For me, I wondered about the treatment of Freddy’s personal life, and how he chose to be.  He was married early on and then later lived as a gay man.   I didn’t expect, and don’t believe the Freddy Mercury would live the life shown in the film with the lights from separate rooms with his wife, with him by himself.   Maybe I am jaded and conditioned to think that all rock stars are constantly in a party state with an entourage and party goers.   Maybe he lived more solitary life.  Maybe it wasn’t all it was cracked up to be.   I don’t believe it.   I think Mercury was a larger than life personality who did everything to extreme and excess!!   He would be the centre of attention and have and take all that he wanted.   This is briefly depicted but not convincingly nor enough.

I wish we had seen more creativity and the inspiration for these songs.   It’s the real genius at work, with songs that will last forever.   The creative process is fascinating, and understanding the influences and how they chose to make their sounds and put them together would be an amazing story unto itself.  It isn’t there much.   There is a silly Mike Myers cameo that added nothing for me.    In the end, I felt that this was not a story or the true Freddy but a story that others wanted to tell on his behalf; a toned down PG rated version.   Who gains from this?  Perhaps the surviving members of the band.  His Wife.   Not sure.   If there was ever a rock star life that deserved an R rating, it was Freddy Mercury.    David Bowie too!   Let’s hope that any David Bowie project looks better, and respects the artist fully – unlike what I anticipate that Rocketman (preview at this film) will be for Elton John which comes out next year.  No thanks.
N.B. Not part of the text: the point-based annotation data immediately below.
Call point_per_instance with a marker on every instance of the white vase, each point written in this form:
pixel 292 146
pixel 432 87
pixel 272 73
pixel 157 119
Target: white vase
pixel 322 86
I also watched last week, Red Sparrow.   Oh Jennifer Lawrence what is it about these projects that you are selection for yourself?    Another turkey with this one.   A young Russian ballerina cut down by an injury and sold out by her Uncle to this ultra-nasty group of spies/chaos inducers/special forces, who use their bodies to get what they need.   The story is messy and convoluted.  The agent/double agent mystery doesn’t unfold well, and the ending is contrived.   I cannot recommend, and wish that JLaw, would find something more substantial and better for her talents (Passenger, Mother! and others are beneath her).